Nada que llegue a su debido tiempo para ti llegará demasiado temprano o demasiado tarde para mí”. Marco admite con renuencia que hay hombres malos en el mundo.

La mejor manera de tratar con ellos es recordar que también son hombres y, como tales, víctimas indefensas de sus propias faltas por el determinismo de las circunstancias. “Si algún hombre le hace mal, el perjudicado será él; (...) perdónalo.” ¿Acaso ésta parece una filosofía impracticable? Por el contrario, nada es tan invencible como una buena disposición... si es sincera.

El hombre Verdaderamente bueno es inmune al infortunio; aunque sea víctima del mal, siempre tendrá su propia alma como escudo y refugio.

La filosofía no es lógica ni aprendizaje; la filosofía es comprensión y aceptación. En cuanto a la muerte, también es menester aceptarla como algo natural y necesario:

Porque la mutación y la disolución de los cuerpos hacen lugar para otros cuerpos destinados a morir, de modo tal que las almas que flotan en el aire tras la existencia de la vida transmutan y se propagan (...) en la inteligencia seminal del universo, y hacen lugar para nuevas almas (...). Tú has existido como parte, y desaparecerás en aquello que te produjo (...).

Esto también es ley de la naturaleza (...).
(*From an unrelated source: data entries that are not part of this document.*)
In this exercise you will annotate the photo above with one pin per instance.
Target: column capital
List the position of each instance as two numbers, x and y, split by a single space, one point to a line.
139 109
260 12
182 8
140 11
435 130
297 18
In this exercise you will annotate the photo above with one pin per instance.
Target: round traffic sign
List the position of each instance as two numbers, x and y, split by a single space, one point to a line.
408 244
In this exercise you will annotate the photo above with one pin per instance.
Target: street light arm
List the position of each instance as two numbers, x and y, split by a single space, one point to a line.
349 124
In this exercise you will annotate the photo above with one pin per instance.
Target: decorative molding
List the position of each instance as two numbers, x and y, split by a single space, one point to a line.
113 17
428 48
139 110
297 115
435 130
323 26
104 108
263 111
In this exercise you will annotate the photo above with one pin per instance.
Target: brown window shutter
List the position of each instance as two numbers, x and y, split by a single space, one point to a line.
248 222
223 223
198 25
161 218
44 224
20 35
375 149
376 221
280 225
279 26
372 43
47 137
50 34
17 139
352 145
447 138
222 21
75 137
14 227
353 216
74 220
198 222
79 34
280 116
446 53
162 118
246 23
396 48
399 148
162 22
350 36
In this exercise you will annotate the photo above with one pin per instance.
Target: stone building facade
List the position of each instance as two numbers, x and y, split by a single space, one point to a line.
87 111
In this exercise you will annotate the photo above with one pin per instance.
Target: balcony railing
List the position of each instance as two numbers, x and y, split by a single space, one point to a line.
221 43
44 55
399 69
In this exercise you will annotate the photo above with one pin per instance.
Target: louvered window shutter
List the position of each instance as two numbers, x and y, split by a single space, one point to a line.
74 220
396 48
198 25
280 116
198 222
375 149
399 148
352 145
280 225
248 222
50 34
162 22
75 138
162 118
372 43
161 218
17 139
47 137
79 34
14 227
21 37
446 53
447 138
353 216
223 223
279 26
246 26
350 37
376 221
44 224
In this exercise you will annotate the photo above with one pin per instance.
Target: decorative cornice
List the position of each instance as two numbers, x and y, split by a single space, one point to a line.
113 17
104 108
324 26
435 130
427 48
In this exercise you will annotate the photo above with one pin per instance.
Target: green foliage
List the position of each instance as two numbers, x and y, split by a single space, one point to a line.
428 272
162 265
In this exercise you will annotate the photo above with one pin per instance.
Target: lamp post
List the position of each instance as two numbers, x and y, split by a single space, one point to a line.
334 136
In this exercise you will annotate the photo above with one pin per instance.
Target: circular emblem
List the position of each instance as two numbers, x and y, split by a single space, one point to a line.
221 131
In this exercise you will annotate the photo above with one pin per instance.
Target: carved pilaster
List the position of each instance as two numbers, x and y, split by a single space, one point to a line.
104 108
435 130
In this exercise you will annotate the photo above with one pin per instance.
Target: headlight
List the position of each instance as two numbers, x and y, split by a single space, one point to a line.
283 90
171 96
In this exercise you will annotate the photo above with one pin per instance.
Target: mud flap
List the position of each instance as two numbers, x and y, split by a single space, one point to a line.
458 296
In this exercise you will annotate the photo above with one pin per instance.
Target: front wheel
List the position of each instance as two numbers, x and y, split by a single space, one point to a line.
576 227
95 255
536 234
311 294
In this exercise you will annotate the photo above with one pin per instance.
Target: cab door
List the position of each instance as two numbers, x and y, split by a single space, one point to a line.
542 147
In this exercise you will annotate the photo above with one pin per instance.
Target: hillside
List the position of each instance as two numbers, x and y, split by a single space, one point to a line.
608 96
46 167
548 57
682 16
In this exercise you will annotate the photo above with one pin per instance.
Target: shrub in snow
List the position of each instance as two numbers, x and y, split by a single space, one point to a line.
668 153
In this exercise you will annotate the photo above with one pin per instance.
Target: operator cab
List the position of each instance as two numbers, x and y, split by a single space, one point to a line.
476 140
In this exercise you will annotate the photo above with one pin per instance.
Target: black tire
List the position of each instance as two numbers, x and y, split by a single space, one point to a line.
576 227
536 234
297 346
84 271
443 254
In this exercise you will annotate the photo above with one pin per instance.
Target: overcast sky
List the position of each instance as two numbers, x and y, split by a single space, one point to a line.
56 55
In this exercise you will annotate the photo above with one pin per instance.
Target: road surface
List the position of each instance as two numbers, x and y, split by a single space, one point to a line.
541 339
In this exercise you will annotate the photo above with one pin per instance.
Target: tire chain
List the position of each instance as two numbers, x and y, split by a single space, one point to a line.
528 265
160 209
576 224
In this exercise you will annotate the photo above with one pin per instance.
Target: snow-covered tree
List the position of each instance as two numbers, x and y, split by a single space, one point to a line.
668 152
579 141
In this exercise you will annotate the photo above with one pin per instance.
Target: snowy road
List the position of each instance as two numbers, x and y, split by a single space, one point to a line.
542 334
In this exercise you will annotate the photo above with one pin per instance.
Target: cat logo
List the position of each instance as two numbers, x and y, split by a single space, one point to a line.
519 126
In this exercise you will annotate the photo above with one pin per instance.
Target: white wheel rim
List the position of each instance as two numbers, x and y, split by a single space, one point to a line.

Pasa, entonces, a través de este pequeño espacio de tiempo en armonía con la naturaleza, y termina el viaje con alegría, tal como la aceituna cae cuando está madura, y bendice a la naturaleza que la produjo, y agradece al árbol del que creció.

Marco enfrentó la muerte sin ninguna esperanza de felicidad más allá de la tumba y sin confianza alguna en el hijo que esperaba sucederlo.

Durante seis años prosiguió sus campañas en el norte con tanto éxito que, cuando regresó a Roma en el año 176, le fue acordado un lauro como salvador del imperio.

Sabía que su victoria era sólo temporaria, por lo que dos años más tarde salió a contener nuevamente el flujo germano.

Murió en mitad de esa campaña, en el año 180, sin haber puesto en práctica el principio de adopción por amor a su hijo.

Cómodo procedió a inaugurar la prolongada caída del Imperio Romano mientras los temerosos cristianos, ocultos en la masa, es­peraban pacientemente el triunfo de Cristo.